On November 12, 2018, the firm announced it had entered into a definitive agreement to acquire Watertown, Massachusetts–based athenahealth for $5.7 billion through a partnership with Evergreen Coast Capital, with plans to merge athenahealth with Virence Health Technologies; the joint company would operate under the athenahealth brand. The acquisition closed on February 11, 2019. In June 2019, the firm received “PE Deal of the Year” for its acquisition of athenahealth by the publication The Deal.

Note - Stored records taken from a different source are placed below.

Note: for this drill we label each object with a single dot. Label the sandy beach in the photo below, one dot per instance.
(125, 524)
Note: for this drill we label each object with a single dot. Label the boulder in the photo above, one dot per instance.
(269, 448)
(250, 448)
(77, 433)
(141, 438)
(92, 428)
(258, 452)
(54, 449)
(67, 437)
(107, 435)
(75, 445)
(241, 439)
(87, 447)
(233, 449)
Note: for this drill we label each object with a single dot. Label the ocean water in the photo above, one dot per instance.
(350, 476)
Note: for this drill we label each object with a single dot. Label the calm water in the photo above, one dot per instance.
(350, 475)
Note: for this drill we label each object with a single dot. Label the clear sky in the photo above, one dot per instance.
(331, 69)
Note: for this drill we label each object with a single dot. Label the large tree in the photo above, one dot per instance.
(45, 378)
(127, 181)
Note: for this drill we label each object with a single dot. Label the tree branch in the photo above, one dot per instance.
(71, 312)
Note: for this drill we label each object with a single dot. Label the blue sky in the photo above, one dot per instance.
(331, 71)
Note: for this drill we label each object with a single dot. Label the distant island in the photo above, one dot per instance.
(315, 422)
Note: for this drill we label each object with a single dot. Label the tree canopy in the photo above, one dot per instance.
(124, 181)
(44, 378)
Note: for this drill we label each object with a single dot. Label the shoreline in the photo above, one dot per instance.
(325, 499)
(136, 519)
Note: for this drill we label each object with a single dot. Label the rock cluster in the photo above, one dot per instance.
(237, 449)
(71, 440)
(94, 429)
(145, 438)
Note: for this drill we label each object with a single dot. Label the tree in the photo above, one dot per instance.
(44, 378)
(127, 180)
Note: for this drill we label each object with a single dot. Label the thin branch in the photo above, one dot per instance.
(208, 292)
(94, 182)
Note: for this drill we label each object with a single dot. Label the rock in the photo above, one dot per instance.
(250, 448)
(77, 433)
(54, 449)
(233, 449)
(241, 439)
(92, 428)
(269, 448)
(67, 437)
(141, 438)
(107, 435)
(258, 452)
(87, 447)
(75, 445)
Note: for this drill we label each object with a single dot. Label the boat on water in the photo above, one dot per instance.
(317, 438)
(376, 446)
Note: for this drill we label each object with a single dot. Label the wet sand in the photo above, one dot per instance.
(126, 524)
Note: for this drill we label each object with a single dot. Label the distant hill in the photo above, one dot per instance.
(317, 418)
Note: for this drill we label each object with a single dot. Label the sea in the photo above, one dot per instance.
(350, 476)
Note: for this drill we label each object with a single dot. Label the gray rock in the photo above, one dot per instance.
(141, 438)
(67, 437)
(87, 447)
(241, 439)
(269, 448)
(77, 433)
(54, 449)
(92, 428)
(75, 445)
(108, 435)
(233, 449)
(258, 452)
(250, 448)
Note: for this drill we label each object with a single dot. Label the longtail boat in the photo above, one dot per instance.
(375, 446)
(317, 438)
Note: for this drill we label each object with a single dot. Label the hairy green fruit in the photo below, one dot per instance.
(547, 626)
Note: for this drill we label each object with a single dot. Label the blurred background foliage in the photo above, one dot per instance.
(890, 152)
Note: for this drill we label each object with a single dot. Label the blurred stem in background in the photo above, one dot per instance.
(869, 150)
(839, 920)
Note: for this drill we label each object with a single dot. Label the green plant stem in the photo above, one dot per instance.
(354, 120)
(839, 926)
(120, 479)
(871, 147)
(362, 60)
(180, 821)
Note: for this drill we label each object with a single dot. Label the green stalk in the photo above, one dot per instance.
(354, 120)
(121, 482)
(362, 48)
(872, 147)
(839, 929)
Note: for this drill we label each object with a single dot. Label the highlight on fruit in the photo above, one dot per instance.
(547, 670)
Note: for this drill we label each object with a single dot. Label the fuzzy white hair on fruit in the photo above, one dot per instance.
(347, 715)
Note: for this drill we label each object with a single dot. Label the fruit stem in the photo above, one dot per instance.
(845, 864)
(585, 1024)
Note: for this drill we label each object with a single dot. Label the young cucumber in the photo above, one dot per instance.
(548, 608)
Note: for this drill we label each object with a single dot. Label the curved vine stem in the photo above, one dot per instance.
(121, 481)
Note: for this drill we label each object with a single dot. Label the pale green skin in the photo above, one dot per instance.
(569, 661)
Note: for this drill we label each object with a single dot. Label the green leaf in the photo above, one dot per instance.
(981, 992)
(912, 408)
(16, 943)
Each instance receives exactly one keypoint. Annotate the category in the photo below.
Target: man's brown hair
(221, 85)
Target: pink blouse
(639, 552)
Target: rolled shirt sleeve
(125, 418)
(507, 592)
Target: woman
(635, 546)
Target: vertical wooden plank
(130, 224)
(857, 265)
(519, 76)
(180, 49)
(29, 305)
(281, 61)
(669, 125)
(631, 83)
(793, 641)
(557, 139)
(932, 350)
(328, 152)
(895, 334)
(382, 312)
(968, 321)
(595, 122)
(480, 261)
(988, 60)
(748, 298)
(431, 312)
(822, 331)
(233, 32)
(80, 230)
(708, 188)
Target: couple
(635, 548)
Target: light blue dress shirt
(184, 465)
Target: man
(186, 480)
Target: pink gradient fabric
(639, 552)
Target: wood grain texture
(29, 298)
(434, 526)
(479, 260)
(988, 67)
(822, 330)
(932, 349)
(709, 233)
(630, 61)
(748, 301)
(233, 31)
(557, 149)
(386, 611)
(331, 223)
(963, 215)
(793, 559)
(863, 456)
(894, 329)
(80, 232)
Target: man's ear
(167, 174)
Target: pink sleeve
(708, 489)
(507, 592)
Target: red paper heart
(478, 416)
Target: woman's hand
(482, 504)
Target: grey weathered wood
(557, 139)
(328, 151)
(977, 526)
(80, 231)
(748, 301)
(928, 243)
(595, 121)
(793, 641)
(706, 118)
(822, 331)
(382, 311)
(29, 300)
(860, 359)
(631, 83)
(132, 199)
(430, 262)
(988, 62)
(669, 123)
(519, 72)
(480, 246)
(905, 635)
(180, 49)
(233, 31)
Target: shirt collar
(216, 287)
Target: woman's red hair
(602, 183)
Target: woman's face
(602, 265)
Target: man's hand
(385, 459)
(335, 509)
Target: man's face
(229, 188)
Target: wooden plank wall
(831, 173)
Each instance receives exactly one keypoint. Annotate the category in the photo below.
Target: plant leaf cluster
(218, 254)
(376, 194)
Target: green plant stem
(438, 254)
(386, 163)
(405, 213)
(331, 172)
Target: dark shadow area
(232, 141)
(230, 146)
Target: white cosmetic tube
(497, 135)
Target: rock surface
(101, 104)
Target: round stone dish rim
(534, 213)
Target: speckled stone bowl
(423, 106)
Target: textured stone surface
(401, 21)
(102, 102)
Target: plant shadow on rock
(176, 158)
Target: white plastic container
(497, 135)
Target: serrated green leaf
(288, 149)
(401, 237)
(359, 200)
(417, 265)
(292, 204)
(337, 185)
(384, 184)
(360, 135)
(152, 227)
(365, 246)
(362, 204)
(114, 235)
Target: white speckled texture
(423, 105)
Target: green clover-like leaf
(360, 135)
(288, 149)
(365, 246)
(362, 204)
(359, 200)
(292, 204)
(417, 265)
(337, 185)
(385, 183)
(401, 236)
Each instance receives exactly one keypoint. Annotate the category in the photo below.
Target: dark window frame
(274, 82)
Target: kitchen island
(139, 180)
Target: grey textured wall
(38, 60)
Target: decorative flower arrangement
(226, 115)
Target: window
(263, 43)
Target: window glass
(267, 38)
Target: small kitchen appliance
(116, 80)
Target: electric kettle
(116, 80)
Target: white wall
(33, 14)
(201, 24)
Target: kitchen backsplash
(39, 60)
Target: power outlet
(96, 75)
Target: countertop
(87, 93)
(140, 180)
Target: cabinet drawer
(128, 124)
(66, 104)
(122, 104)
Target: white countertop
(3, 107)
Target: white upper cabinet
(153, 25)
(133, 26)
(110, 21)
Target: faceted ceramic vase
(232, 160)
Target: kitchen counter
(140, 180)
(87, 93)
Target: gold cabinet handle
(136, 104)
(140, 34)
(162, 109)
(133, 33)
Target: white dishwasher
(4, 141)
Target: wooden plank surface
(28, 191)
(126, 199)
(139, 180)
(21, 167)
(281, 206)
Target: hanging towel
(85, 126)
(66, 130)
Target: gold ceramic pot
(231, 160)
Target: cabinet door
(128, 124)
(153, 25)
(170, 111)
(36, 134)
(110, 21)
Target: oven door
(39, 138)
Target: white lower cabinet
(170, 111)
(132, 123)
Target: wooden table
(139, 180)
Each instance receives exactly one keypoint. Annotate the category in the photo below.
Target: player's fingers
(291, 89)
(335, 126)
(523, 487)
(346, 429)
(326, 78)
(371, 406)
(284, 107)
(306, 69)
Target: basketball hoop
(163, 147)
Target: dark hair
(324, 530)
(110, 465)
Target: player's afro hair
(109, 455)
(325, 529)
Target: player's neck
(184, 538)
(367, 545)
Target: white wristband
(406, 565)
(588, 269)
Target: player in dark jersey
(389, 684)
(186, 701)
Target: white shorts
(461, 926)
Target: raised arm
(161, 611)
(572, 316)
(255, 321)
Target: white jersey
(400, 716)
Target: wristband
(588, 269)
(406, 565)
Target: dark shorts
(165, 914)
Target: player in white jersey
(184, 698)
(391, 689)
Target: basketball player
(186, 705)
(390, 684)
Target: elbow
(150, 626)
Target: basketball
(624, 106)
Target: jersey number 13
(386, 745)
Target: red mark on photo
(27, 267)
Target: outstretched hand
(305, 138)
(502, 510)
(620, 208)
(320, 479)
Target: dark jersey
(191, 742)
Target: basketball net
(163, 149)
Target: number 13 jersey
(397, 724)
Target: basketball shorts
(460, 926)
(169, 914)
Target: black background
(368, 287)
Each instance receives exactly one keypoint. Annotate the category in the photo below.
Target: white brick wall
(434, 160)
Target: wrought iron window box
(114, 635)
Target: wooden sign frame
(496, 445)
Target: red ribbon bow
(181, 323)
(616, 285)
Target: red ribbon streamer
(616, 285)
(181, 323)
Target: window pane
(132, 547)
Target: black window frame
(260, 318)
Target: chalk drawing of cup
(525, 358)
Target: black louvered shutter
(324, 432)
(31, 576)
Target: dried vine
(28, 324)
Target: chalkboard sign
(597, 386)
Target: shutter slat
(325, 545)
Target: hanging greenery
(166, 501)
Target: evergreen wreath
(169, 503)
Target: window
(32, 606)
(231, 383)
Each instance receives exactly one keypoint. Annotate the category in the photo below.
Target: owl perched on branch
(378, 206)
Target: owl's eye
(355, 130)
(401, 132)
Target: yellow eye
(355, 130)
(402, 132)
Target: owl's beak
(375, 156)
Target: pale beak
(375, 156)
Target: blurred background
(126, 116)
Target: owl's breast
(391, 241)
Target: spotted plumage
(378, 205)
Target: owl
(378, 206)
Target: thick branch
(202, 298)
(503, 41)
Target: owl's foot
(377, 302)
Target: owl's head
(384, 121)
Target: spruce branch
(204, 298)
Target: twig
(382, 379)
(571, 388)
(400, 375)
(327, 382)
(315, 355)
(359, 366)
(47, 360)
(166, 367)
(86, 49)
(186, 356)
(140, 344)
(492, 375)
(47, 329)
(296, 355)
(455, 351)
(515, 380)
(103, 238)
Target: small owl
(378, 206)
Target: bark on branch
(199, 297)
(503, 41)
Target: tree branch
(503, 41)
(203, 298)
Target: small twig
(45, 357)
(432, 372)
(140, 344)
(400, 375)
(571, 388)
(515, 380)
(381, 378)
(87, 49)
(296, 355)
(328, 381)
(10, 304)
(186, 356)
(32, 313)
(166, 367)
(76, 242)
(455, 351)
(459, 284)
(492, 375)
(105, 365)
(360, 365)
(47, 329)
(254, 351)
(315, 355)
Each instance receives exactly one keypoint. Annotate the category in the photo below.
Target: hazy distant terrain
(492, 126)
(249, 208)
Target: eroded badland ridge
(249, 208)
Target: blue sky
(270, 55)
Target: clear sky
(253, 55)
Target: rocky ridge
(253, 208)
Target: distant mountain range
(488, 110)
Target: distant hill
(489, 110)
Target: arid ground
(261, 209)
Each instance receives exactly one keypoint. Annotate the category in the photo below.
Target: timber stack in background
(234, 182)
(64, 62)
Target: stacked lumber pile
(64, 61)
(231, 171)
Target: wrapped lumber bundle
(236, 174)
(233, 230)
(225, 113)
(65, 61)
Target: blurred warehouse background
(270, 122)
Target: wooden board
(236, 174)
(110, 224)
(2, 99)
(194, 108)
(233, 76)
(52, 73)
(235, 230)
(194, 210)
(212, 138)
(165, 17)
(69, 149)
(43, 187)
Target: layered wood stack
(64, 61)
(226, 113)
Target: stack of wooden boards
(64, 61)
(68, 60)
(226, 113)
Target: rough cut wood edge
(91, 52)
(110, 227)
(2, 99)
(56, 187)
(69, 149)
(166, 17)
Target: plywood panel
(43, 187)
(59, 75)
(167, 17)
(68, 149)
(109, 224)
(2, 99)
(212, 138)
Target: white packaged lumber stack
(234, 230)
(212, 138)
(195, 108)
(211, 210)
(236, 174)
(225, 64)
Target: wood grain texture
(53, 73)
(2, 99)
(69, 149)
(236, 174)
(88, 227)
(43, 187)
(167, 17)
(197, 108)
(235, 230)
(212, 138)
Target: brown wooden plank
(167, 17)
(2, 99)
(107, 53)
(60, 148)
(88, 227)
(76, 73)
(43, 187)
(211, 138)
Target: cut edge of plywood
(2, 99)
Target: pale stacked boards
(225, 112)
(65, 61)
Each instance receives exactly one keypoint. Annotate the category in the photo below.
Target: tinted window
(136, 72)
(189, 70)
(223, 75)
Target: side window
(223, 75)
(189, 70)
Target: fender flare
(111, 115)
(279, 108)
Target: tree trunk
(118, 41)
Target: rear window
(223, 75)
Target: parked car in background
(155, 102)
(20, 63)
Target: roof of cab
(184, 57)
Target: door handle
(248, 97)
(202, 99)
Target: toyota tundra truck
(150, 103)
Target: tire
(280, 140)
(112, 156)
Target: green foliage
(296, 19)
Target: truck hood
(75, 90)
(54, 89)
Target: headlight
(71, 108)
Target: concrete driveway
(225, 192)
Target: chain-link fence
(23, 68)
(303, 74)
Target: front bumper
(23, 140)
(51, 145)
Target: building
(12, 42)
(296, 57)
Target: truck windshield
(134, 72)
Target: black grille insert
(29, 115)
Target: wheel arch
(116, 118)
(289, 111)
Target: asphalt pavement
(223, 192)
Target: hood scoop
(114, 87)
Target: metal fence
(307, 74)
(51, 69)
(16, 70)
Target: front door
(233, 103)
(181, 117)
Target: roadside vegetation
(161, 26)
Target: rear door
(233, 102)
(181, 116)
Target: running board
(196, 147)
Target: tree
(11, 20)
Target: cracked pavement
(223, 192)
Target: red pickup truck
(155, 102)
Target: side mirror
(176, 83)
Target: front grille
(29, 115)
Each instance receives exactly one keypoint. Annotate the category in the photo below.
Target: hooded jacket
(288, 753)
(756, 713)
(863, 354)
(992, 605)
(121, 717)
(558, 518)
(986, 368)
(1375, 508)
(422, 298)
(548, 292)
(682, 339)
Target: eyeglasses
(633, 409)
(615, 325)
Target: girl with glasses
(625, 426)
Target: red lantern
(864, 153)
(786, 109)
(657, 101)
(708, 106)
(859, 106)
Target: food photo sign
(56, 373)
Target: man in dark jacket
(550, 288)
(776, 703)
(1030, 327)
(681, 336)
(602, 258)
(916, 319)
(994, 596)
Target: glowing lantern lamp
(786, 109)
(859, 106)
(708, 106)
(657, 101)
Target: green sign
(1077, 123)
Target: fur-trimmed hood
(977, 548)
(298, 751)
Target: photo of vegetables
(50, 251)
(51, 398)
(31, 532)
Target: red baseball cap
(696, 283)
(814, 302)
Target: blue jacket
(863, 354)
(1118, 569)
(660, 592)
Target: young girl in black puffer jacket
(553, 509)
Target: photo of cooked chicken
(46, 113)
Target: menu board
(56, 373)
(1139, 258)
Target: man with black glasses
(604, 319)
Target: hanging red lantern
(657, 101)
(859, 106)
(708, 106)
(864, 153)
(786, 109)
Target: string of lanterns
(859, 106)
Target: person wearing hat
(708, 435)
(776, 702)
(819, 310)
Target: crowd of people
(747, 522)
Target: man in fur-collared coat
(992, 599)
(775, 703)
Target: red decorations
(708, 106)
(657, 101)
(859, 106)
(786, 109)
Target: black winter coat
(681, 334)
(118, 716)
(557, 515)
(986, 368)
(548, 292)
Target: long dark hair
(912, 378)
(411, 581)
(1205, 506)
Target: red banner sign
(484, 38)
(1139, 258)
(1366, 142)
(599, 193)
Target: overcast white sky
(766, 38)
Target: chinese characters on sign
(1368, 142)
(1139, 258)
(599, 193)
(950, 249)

On March 10, 2020, DXC Technology announced it had reached an agreement with Veritas to purchase its U.S. State and Local Health and Human Services business for $5.0 billion. On October 1, 2020, DXC also sold its U.S. State and Local Health and Human Services business to Veritas Capital, forming Gainwell Technologies, supporting clients across U.S. states and territories in Medicaid Management Information Systems (MMIS), healthcare management, and immunization registry and eligibility services.

==Publishing==
On February 22, 2022, a tender offer was announced by Veritas to acquire the publisher Houghton Mifflin Harcourt for $21 per share, or about $2.8 billion. The tender deadline was originally April 1, before being extended to April 6 on March 29. Before the tender date, there were over 36,000 contracts traded for the June 17 $22.5 strike price call options. Many investors purchased call options based on numerous reports from institutional investors with large stakes in the company, claiming that the $21 per share offer was undervaluing the company. On April 6, 57% of $HMHC shares were put up for tender, leading to the tender offer going through and HMH going private. Once the sale was completed, the stock of Houghton Mifflin Harcourt was delisted from Nasdaq.